Pecihitam.org – Dakwah dimaksudkan untuk menunjukkan jalan ilahiah kepada suatu kaum. Begitulah cara Nabi Muhammad saw menyalakan api Islam kepada kaumnya. Beliau berkeliling dari kota ke kota untuk menyebarkan agama Islam.
Meskipun banyak rintangan, Beliau Saw tetap kuat menyebarkan syariat agama. Tentunya dakwah yang beliau lakukan dibantu oleh kekuatan maha dahsyat yang disebut hidayah.
Kekuatan inilah yang menggerakan hati setiap manusia menjadi satu kesatuan dalam Islam. Kekuatan hidayah mempunyai tingkatan yang lebih tinggi daripada dakwah.
Hal inilah yang memunculkan sebuah pertanyaan dalam proses dakwah. Mengapa dakwah tetap dilakukan meskipun segala sesuatunya diputuskan melalui hidayah? Bukankah proses masuk Islamnya seseorang karena hidayah?. Tentu banyak yang mempertanyakan tentang hal ini.
“Sesungguhnya Allah tidak akan mengubah keadaan suatu kaum, sebelum kaum itu sendiri mengubah apa yang ada pada diri mereka” (QS. Ar Ra’d [13]: 11).
Dengan mengikuti alur ayat tersebut, kita sudah menemukan sedikit jawaban atas pertanyaan yang diajukan. Sangat jarang Tuhan memberikan hidayah tanpa dasar usaha dari manusia. Merekalah yang menjadi perantara atas hidayah yang diberikan oleh Tuhan. Manusia yang menebar kebaikan berarti sedang menjalankan hidayah yang Allah swt berikan.
Pemahaman hidayah datang sendiri tanpa adanya perantara sudah pernah digagas oleh aliran Jabariyah. Aliran ini menganggap Tuhan sebagai pengendali segala alam semesta dan manusia tidak mempunyai hak sedikitpun untuk ikut campur dalam proses penyempurnaan takdir Tuhan.
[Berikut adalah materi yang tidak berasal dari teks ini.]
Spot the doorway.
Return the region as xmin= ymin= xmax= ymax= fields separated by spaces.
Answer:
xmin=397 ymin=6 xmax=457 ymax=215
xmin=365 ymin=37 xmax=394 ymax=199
Kebaikan yang dilakukan manusia atas kendali dari Tuhan. Sebaliknya, kejahatan yang dilakukan manusia juga berdasar kendali Allah swt. Sudut berpikir seperti ini sekilas nampak benar dalam pandangan.
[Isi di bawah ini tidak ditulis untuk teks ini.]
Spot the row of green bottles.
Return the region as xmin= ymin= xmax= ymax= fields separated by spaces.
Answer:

Akan tetapi, jika dicermati lebih dalam pemahaman seperti ini mempunyai nilai keruwetan yang lebih dalam. Tuhan akan berperan dalam segala laku manusia, termasuk laku kejahatan. Dan bila diteruskan, Tuhan akan berperan dalam kejerumusan dosa.
Oleh karenanya, pemahaman seperti ini dianggap melenceng dari kaidah Islamiyah. Tidak mungkin Allah swt berbuat dosa. Dirinya adalah dzat yang suci dan terbebas dari segala khilaf dan dosa. Maka dalam dirinya kesucian dan kebenaranlah yang menyelimuti setiap langkah. Tidak akan tampak sedikitpun titik hitam akibat kesalahan ataupun dosa dari para makhluknya.
Bersangkut dengan hidayah, perilaku manusia juga ikut berperan dalam prosesi hidayah. Menurut KH Ahmad Musthofa Bisri (Gus Mus), hidayah itu melalui dua jalan, yaitu hidayah yang melalui ikhtiyar dan hidayah yang mutlak karena kehendak Allah swt.
Seseorang akan terbuka hatinya memeluk agama Islam jika kedua jalur tersebut bertemu. Menghadirkan getaran tersendiri akibat dahsyatnya cahaya kebenaran Tuhan.
Maka tentulah dakwah harus tetap dilaksanakan. Fungsi dari dakwah sendiri untuk menyambut jalur hidayah Allah swt secara mutlak. Bila jalur hidayah melalui ikhtiyar tidak digerakkan, maka mustahil keduanya bertemu.
Mustahil pula Allah memberi hidayah bila manusia tidak bekerja sesuai jalan yang ditentukan Tuhan. Maka hidayah akan datang bila keduanya berjalan secara beriringan.
Allah akan memberikan hidayah jika manusia melangkah dalam satu alunan kebenaran. Usaha akan beriringan dengan kuasa yang diberikan Tuhan. Seperti yang diutarakan dalam surat Ar Rad, Allah tidak akan mengubah suatu kaum jika orang tersebut tidak berusaha sendiri.
Maka inilah bentuk keseimbangan yang Allah berikan. Memberikan kesempatan bagi manusia untuk berusaha. Mengembangkan segala bentuk kreatifitas untuk mewarnai dunia serta isinya.
Jika pemahaman hanya digantungkan pada Allah swt semata, niscaya tatanan kehidupan yang telah diciptakan sejak lama akan hancur dengan sendirinya. Wallahu A’lam.